On our tour we have been able to meet officials of various levels of the provinces we visited and exchange views in a warm atmosphere. During this visit we visited Mount Putuo (Riwo Potala) in Zhejiang Province and Mount Jizu (Riwo Jakang) in Yunnan Province. These two sites are sacred to both Tibetan and Chinese Buddhist traditions and it was our honour to be able to visit them. In Beijing we were particularly pleased to meet with Master Yicheng, President, and Master Sheng Hui, Executive Vice President, of the Buddhist Association of China. The meetings with various civil and religious leaders gave us the opportunity to share with them some of the thinking of His Holiness the Dalai Lama.
Today, we briefed His Holiness the Dalai Lama about our visit. His Holiness is particularly pleased that the Chinese leadership has a positive assessment of our recent direct contact. He is encouraged by the development and reiterated the importance for us to continue to make vigorous efforts to advance this process further. Our mission is to lead this process to an earnest negotiation to find a mutually acceptable solution for the Tibetan people.
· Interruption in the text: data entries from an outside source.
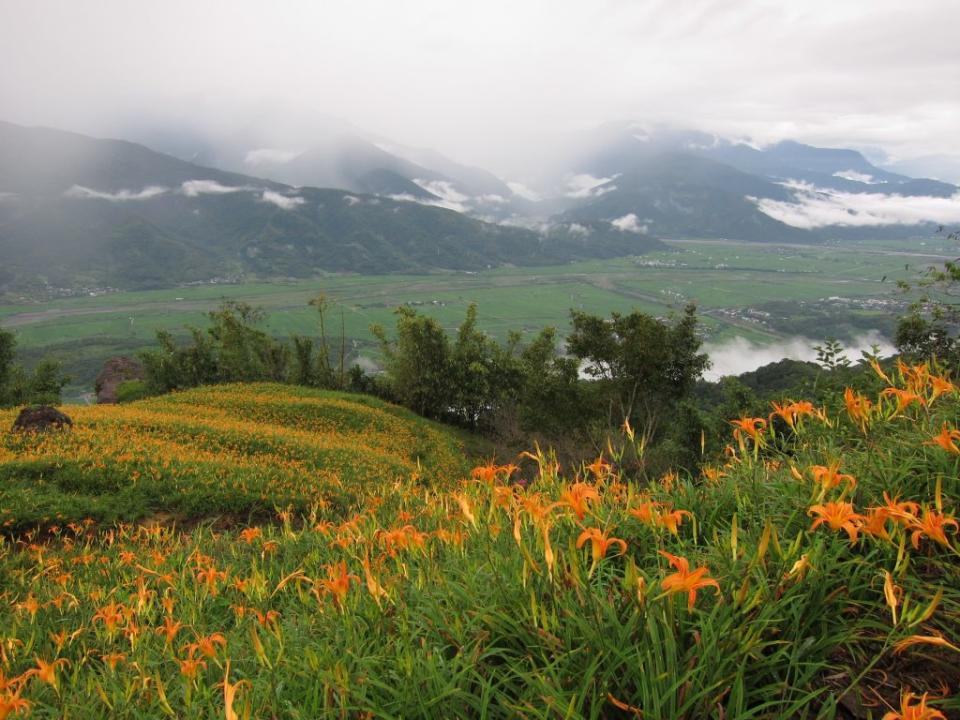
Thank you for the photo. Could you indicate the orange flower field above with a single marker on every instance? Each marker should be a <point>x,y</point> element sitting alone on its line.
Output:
<point>264,551</point>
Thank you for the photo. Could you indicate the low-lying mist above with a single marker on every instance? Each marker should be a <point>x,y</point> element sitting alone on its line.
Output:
<point>739,355</point>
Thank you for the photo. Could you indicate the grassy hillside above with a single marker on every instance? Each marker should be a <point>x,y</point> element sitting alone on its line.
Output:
<point>237,452</point>
<point>812,571</point>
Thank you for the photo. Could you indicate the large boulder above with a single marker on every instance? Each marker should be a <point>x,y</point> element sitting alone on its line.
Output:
<point>115,372</point>
<point>41,418</point>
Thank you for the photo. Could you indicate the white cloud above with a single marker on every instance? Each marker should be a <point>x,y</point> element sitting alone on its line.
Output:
<point>450,197</point>
<point>629,223</point>
<point>819,207</point>
<point>585,185</point>
<point>522,191</point>
<point>282,201</point>
<point>194,188</point>
<point>269,156</point>
<point>856,176</point>
<point>85,193</point>
<point>739,355</point>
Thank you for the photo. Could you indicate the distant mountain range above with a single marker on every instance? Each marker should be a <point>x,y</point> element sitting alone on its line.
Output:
<point>81,211</point>
<point>77,211</point>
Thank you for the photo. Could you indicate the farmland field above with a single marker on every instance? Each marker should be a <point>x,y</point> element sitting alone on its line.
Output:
<point>365,571</point>
<point>758,292</point>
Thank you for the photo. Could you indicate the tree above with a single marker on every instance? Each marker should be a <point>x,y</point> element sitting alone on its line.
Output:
<point>8,344</point>
<point>643,365</point>
<point>932,324</point>
<point>551,399</point>
<point>417,363</point>
<point>41,386</point>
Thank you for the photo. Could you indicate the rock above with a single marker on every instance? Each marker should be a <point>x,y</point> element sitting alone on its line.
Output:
<point>116,371</point>
<point>41,418</point>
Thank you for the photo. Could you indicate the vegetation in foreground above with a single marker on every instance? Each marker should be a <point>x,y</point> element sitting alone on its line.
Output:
<point>240,452</point>
<point>813,572</point>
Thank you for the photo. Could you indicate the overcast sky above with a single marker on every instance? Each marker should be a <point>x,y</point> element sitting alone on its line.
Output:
<point>494,83</point>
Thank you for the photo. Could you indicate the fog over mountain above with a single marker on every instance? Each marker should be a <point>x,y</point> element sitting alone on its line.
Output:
<point>498,85</point>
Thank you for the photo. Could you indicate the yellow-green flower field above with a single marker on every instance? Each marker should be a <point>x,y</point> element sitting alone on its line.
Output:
<point>352,565</point>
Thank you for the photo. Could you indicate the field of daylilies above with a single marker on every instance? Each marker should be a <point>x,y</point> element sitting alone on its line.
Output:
<point>811,571</point>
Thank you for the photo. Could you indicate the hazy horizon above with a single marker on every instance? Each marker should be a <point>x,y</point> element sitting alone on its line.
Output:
<point>500,85</point>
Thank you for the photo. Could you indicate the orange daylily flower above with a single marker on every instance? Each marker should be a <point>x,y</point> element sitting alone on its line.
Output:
<point>47,671</point>
<point>750,427</point>
<point>230,693</point>
<point>338,581</point>
<point>250,534</point>
<point>577,497</point>
<point>111,615</point>
<point>375,589</point>
<point>13,704</point>
<point>940,386</point>
<point>858,407</point>
<point>466,508</point>
<point>799,569</point>
<point>113,659</point>
<point>401,539</point>
<point>600,543</point>
<point>211,577</point>
<point>892,594</point>
<point>839,516</point>
<point>903,512</point>
<point>793,411</point>
<point>910,711</point>
<point>875,523</point>
<point>713,474</point>
<point>668,480</point>
<point>646,511</point>
<point>600,468</point>
<point>934,526</point>
<point>485,473</point>
<point>905,398</point>
<point>207,646</point>
<point>672,519</point>
<point>189,667</point>
<point>685,580</point>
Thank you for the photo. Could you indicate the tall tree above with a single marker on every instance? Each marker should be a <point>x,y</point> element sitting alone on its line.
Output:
<point>643,365</point>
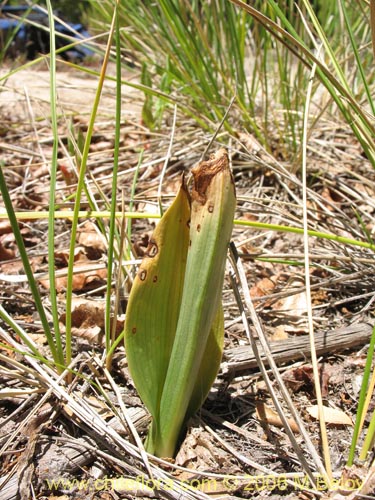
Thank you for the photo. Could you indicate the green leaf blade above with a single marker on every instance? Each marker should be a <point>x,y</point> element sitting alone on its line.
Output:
<point>154,302</point>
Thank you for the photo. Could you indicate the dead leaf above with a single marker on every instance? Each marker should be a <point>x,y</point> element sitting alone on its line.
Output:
<point>263,287</point>
<point>88,279</point>
<point>332,416</point>
<point>267,415</point>
<point>88,320</point>
<point>302,377</point>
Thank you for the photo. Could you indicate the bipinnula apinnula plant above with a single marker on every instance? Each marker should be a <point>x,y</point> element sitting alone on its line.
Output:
<point>174,328</point>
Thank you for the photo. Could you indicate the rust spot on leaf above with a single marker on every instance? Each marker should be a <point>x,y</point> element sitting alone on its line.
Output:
<point>142,274</point>
<point>152,248</point>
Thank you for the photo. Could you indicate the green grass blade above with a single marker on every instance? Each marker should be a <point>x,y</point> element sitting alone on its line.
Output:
<point>56,354</point>
<point>53,176</point>
<point>362,398</point>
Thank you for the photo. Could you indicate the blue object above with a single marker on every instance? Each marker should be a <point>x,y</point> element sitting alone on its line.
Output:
<point>33,40</point>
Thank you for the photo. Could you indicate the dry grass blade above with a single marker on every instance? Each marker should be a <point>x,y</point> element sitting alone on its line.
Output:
<point>236,263</point>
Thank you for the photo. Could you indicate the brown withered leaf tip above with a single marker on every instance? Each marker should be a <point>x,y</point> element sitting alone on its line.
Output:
<point>205,171</point>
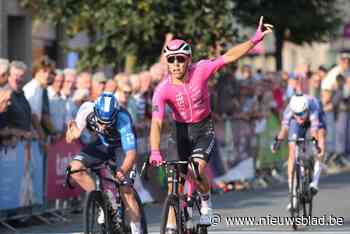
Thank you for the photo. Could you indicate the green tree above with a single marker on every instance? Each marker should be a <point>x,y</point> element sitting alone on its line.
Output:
<point>298,21</point>
<point>118,28</point>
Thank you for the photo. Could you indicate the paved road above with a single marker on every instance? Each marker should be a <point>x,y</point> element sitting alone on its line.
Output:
<point>334,199</point>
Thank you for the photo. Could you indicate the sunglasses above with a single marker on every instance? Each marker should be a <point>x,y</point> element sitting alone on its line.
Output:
<point>178,58</point>
<point>301,114</point>
<point>127,92</point>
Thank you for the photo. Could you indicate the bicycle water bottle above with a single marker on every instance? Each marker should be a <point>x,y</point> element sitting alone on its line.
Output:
<point>189,213</point>
<point>109,188</point>
<point>119,209</point>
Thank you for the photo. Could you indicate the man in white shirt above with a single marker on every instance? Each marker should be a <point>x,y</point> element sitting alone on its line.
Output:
<point>328,88</point>
<point>70,76</point>
<point>329,82</point>
<point>57,104</point>
<point>34,92</point>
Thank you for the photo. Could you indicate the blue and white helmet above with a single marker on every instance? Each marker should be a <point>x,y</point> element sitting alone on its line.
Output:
<point>106,108</point>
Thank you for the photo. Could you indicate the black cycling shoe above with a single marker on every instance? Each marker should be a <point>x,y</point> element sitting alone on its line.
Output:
<point>313,191</point>
<point>170,231</point>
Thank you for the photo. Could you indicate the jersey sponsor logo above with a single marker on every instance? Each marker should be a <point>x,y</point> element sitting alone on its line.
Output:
<point>129,137</point>
<point>155,108</point>
<point>107,104</point>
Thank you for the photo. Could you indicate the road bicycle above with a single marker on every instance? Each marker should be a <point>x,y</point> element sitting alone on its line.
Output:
<point>183,209</point>
<point>300,195</point>
<point>111,221</point>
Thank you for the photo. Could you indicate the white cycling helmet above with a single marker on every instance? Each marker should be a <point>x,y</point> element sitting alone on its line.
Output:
<point>299,104</point>
<point>177,46</point>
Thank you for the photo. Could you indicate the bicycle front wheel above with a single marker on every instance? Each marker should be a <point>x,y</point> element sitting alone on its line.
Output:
<point>96,218</point>
<point>307,206</point>
<point>295,195</point>
<point>143,220</point>
<point>171,215</point>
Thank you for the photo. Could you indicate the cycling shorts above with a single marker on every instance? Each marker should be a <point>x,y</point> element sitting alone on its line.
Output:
<point>195,140</point>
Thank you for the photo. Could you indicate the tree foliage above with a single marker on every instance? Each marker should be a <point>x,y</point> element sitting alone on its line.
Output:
<point>117,28</point>
<point>299,21</point>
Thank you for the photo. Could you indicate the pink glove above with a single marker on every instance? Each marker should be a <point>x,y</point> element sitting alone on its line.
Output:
<point>156,158</point>
<point>259,34</point>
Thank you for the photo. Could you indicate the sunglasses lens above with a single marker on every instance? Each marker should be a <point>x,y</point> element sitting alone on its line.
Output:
<point>171,59</point>
<point>301,114</point>
<point>181,59</point>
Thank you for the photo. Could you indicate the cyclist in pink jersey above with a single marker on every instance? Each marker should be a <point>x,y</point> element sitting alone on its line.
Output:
<point>185,90</point>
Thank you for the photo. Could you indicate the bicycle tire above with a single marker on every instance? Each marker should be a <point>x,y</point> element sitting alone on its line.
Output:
<point>94,201</point>
<point>172,201</point>
<point>295,193</point>
<point>143,220</point>
<point>199,229</point>
<point>309,197</point>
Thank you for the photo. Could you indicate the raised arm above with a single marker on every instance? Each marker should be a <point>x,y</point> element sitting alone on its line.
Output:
<point>238,51</point>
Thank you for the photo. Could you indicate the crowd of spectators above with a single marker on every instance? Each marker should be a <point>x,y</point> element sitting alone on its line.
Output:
<point>41,108</point>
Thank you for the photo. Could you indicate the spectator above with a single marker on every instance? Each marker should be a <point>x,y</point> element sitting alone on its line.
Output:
<point>329,82</point>
<point>145,80</point>
<point>121,78</point>
<point>4,69</point>
<point>111,86</point>
<point>78,98</point>
<point>246,74</point>
<point>70,76</point>
<point>328,86</point>
<point>123,94</point>
<point>315,85</point>
<point>98,84</point>
<point>158,71</point>
<point>322,72</point>
<point>137,103</point>
<point>18,116</point>
<point>5,96</point>
<point>227,87</point>
<point>57,105</point>
<point>36,94</point>
<point>84,81</point>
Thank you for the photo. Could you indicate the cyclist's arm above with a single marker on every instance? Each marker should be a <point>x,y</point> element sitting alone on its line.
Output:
<point>76,127</point>
<point>287,116</point>
<point>156,129</point>
<point>158,110</point>
<point>237,52</point>
<point>128,140</point>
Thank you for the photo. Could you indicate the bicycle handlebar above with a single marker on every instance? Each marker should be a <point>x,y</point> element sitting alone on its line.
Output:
<point>191,162</point>
<point>313,140</point>
<point>69,172</point>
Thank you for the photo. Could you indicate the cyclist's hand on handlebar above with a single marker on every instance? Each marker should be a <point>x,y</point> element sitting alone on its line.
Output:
<point>119,175</point>
<point>275,145</point>
<point>317,147</point>
<point>156,158</point>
Prof. Samdhong Rinpoche, Chairman of the Kashag (Tibetan Cabinet), who has given continued, close guidance and firm support to our mission, has expressed his determination to continue the present course of creating a conducive atmosphere for the continuation of the process of rapprochement.
Our host for this visit was the United Front Work Department of the Chinese Communist Party. Many other authorities, including the governments of Shanghai, Jiangsu, Zhejiang and Yunnan and their autonomous prefectures, cities and counties, have been involved in organizing our visit. We wish to express our sincere appreciation to the officials at various levels for their hospitality and assistance.